As a rule, the president's claims about his future plans are largely useless -- he's just not a reliable source of information -- but for the sake of conversation, let's say Trump is telling the truth about his intentions. Imagine if, sometime in September, the president's focus on the midterms became so intense, he told his aides to schedule campaign events for him literally every day for two months.
The question then becomes, which GOP candidates would want to stand alongside him?
As Trump sees it, he and his team will identify the Republicans in the "top 25" races that "could go either way." The president will then intervene on these candidates' behalf and "bring them over the line."

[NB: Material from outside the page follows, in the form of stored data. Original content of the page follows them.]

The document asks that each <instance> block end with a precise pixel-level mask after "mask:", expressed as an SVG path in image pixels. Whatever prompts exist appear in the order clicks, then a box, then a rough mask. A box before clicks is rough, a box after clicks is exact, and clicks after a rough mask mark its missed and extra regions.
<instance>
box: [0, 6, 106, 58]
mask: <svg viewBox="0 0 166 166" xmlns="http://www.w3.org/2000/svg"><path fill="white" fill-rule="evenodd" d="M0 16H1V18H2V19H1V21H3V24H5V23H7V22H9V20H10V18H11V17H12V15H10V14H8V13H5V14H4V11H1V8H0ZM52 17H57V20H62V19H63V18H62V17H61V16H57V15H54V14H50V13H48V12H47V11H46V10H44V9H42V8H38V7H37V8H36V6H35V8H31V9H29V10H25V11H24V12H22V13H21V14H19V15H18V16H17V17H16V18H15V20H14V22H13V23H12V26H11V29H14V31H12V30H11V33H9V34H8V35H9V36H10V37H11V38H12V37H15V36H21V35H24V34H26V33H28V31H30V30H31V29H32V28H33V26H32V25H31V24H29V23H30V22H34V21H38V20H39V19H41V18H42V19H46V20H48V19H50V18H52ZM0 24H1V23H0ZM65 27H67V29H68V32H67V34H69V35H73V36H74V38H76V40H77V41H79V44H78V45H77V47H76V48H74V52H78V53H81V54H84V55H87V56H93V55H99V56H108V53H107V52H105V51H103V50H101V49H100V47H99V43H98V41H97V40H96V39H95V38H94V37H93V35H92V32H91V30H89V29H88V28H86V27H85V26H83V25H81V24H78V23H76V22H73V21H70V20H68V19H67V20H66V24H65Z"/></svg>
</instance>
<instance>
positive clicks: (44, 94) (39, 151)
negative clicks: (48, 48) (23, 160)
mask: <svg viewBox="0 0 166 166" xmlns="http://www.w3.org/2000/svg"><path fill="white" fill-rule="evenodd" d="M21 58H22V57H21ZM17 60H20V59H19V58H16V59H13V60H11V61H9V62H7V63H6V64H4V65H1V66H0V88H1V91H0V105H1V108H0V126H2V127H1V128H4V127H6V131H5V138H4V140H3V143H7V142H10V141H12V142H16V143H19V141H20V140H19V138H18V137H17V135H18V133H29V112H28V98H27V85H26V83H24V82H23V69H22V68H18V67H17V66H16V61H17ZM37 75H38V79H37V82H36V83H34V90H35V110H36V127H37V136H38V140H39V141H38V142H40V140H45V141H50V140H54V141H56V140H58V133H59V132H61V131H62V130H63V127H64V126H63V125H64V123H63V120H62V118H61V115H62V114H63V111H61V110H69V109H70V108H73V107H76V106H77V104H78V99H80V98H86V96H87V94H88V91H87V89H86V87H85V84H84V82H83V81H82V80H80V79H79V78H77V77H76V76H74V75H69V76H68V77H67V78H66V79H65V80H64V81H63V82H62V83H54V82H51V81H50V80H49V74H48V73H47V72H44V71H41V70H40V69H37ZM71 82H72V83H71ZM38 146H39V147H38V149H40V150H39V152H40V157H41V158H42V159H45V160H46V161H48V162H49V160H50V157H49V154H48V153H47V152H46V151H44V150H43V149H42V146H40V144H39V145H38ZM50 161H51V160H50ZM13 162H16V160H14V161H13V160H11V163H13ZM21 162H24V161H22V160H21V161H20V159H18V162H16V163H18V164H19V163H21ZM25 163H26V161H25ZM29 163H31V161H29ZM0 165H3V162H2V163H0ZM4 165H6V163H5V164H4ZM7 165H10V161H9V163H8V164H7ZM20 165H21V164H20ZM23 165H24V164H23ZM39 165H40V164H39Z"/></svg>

To a political novice, that might make sense. But for those more familiar with how campaigns work, this plan has some serious flaws: Republicans with "difficult" races tend to be in competitive areas, with many representing districts Hillary Clinton won. What makes Trump think they'd welcome a visit from one of the least popular presidents since the dawn of modern polling?
Whether the White House understands this or not, Republicans in the "top 25" races will be running away from, not toward, Donald Trump.
Indeed, some GOP lawmakers have already said as much. In the spring, Axios reached out to the 23 House Republicans who represent districts Clinton won two years ago, asking whether they wanted the president to campaign in their district for ahead of Election Day. As we discussed at the time, they didn't sound like they'd roll out the welcome mat.
Rep. Mike Coffman's (R-Colo.) campaign manager said, for example, "I don't think it would make sense for him to even come here." Rep. Peter Roskam's (R-Ill.) communications director told Axios, "We have not requested the president's assistance and we don't plan on requesting his assistance."
Of the 23, the only one who said he'd welcome Trump? Rep. Dana Rohrabacher (R-Calif.), best known as Vladimir Putin's favorite congressman.
The gap between what the Republican president wants to do, and what his would-be beneficiaries want him to do, is likely to be significant.